Tuesday, March 20, 2007

Engineered Blood?

Nanoparticles bearing designed peptides in circulation selectively clot tumor vessels and amplify their own accumulation at that site, according to recent finding (PNAS 2007, 104, 932-936. DOI: 10.1073/pnas.0610298104).

The researcher first found a short peptide Cys-Arg-Glu-Lys-Ala (CRECK) that binds clotted plasma proteins in tumors. Then they attacth this peptides to iron oxide nanoparticles with diameter of 50 nm. The nanoparticles were found to accumulate only at tumor site and liver, but cause clotting in tumor vessels only, which involved no platelets.
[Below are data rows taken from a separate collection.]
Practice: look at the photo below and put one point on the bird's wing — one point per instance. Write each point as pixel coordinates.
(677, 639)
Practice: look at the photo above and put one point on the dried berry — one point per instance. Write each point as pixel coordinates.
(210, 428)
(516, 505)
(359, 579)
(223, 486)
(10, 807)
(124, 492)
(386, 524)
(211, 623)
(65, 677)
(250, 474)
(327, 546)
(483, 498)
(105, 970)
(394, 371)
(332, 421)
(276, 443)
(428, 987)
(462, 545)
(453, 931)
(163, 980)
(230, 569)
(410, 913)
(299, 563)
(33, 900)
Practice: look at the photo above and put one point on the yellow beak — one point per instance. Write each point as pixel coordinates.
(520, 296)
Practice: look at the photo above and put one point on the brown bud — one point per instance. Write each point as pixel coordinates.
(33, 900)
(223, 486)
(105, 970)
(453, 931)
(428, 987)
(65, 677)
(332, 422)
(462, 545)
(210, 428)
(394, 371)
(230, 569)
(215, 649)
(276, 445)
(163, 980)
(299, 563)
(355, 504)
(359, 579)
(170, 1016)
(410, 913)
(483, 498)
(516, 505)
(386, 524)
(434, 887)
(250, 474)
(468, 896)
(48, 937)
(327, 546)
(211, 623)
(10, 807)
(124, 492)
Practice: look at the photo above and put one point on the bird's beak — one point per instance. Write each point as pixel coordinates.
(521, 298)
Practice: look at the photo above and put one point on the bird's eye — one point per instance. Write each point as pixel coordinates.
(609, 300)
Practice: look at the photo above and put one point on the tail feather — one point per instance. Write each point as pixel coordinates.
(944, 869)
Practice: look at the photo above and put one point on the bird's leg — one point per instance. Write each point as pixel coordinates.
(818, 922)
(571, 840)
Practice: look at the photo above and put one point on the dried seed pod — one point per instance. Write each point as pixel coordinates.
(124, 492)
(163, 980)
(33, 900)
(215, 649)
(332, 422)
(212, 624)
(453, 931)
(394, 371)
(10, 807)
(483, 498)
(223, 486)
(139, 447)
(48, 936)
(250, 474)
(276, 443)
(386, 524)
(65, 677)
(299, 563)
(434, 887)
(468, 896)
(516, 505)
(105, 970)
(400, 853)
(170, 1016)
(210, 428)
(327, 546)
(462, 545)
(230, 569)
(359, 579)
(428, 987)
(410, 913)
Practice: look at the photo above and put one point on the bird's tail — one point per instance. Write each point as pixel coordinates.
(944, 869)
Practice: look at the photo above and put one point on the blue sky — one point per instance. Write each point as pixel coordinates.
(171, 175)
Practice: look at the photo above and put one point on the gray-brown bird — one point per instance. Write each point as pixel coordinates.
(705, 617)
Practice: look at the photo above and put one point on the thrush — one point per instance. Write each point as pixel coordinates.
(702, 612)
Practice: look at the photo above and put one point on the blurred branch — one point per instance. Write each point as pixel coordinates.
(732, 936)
The interstitial spaces of tumor contain fibrin and proteins that become cross-linked to fibrin in blood clotting. The presence of these products in tumors, but not in normal tissues, is thought to be a result of leakiness of tumor vessels, which allows plasma proteins to enter from the blood into tumor tissue, where the leaked fibrinogen is converted to fibrin by tissue procoagulant factors. The clotting creates new binding sites that can be identified and accessed with synthetic peptides like CREKA, with which the nanoparticles once modified can bind and induce localized tumor clotting. But the detailed mechanism of clotting is yet to be study, and it is unknown whether these plasma protein-binding nanoparticles would also affect other regions of pathological clotting activity in the body (e.g., wounds) and induce additional clotting at such sites.

John Salzi's recent science fiction Old Man's War describes the possibility to engineer every piece of tissue in human body into high-performance materials. As for the circulation system, the blood is in fact a solution of smart nanoparticles that have ultra-high capability of oxygen delivery and clot within seconds. Tumor homing is nice but blood engineering is more exciting. The next step of this study should point to faster clotting and higher oxygen loading features of well-defined nanoparticles.